Sustainable intensification through optimization of maize-pigeonpea/lablab cropping systems in Northern Tanzania

Submitted by esther.mugi on
    Organizational Context
    Name
    Esther Mugi
    Chairgroup
    PPS
    Graduate school
    PE&RC
    Start date of project
    Abstract

    Many smallholder farmers in sub-Saharan Africa practice intercropping. To enable sustainable agricultural intensification, there is need for the intercrops to be optimized so as to enhance efficient use of available resources, which can be aided by spatio-temporal niche differentiation and facilitation of companion crops. In Northern Tanzania, smallholder farmers frequently intercrop maize with legumes such as pigeonpea or lablab. There is however insufficient understanding of the performance of these intercrops on-farm in contrasting agro-ecological zones (AEZs) and how they are influenced by socio-economic and biophysical factors of a farm household. There is also inadequate information on how the systems can be optimized to achieve multiple benefits from legumes both in the short term (e.g. legume grain yields) and in the long term (e.g. soil fertility) at minimal grain loss of the main crop (in this case maize). Management options for optimization that will be investigated in on-farm trials include choice of legume species, different crop varieties and nutrient status. The study therefore seeks to analyse the performance of pigeonpea\ lablab – maize intercrops and will combine farm surveys and on-farm trials with crop growth models on smallholder farming systems in contrasting AEZs of Northern Tanzania. The outcomes will inform intensification in Tanzania along sustainable trajectories for positive social, economic and environmental impacts.

    Role supervisor

    Promotor: Prof. Ken Giller

    Co-promotor: Prof. Niels Anten

    Co-promotors/ daily supervisors: Dr. Lammert Bastiaans and Dr. Shamie Zingore

    Who's collecting the data

    Survey data will be collected by the PhD student together with the SIIL/ TAMASA survey team in Tanzania.

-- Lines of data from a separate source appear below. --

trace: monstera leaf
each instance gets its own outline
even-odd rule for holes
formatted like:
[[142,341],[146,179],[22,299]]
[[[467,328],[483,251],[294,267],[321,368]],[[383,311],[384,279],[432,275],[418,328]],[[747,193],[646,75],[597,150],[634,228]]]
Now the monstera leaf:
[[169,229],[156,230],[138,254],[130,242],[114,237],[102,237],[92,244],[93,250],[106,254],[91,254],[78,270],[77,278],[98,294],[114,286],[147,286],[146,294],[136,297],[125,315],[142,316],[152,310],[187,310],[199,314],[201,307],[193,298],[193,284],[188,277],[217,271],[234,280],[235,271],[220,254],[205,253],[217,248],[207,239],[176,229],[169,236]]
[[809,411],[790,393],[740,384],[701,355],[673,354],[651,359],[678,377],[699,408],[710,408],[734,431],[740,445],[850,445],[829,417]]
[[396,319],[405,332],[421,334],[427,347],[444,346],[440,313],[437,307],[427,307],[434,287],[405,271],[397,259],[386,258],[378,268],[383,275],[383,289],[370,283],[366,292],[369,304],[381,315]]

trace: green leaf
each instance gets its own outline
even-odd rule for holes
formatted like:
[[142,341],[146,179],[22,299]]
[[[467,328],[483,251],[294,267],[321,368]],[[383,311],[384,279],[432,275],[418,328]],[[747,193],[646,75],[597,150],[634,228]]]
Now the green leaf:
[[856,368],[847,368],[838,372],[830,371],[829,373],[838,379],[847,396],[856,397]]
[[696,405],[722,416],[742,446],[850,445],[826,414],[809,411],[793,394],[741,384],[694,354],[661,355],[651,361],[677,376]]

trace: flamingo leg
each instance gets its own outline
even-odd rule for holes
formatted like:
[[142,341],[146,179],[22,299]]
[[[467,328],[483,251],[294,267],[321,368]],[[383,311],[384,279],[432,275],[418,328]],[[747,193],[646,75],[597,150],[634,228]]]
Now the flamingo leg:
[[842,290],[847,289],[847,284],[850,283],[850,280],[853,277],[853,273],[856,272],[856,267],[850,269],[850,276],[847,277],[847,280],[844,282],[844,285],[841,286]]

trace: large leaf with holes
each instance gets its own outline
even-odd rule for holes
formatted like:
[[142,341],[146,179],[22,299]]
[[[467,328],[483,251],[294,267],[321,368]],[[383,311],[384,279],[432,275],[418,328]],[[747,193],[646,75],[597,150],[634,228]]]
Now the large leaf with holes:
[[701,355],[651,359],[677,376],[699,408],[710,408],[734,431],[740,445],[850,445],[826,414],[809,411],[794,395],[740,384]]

    Experimental data will be collected by the PhD student.

    Who's analysing the data

    All data analysis will be done by the PhD student with support from supervisors.

    Location short term storage

    All data will be stored on my local harddisk in a folder called Thesis.

    Within this Thesis folder, I'll create per chapter the folders: DataModelPaper and Scripts. The Data folder has two sub-folders called: Raw and Processed.

    Folder contents:

    • Data - Raw sub-folder: Contains all raw data and meta-data (a description of your data).
    • Data - Processed sub-folder: Contains all processed data. 
    • Model folder: Complete listing of the model and the model results & analysis.
    • Paper folder: Text of a chapter / paper.  
    • Scripts folder: Contains all scripts used.
    Backup procedure

    The complete content of my local Thesis folder will be stored on my M-drive or if the amount of data exceeds 50 Gb on the backup server of PPS. 

    During periods I'm abroad, I'll backup the complete content of my local Thesis folder to a Dropbox Thesis folder and share the contents with my supervisor(s). 

    Research data with value for long term storage

    This include datasets used for my project,  publications and posters

    Research data excluded for long term storage. Why?

    None

    Plans for sharing data?

    Efforts will be made to ensure all data is available publicly.

    How to access data once you leave?

    Through archiving all datasets in the PhD library site of PPS where I will upload per thesis chapter the raw data with detailed metadata, model source, codes and scripts.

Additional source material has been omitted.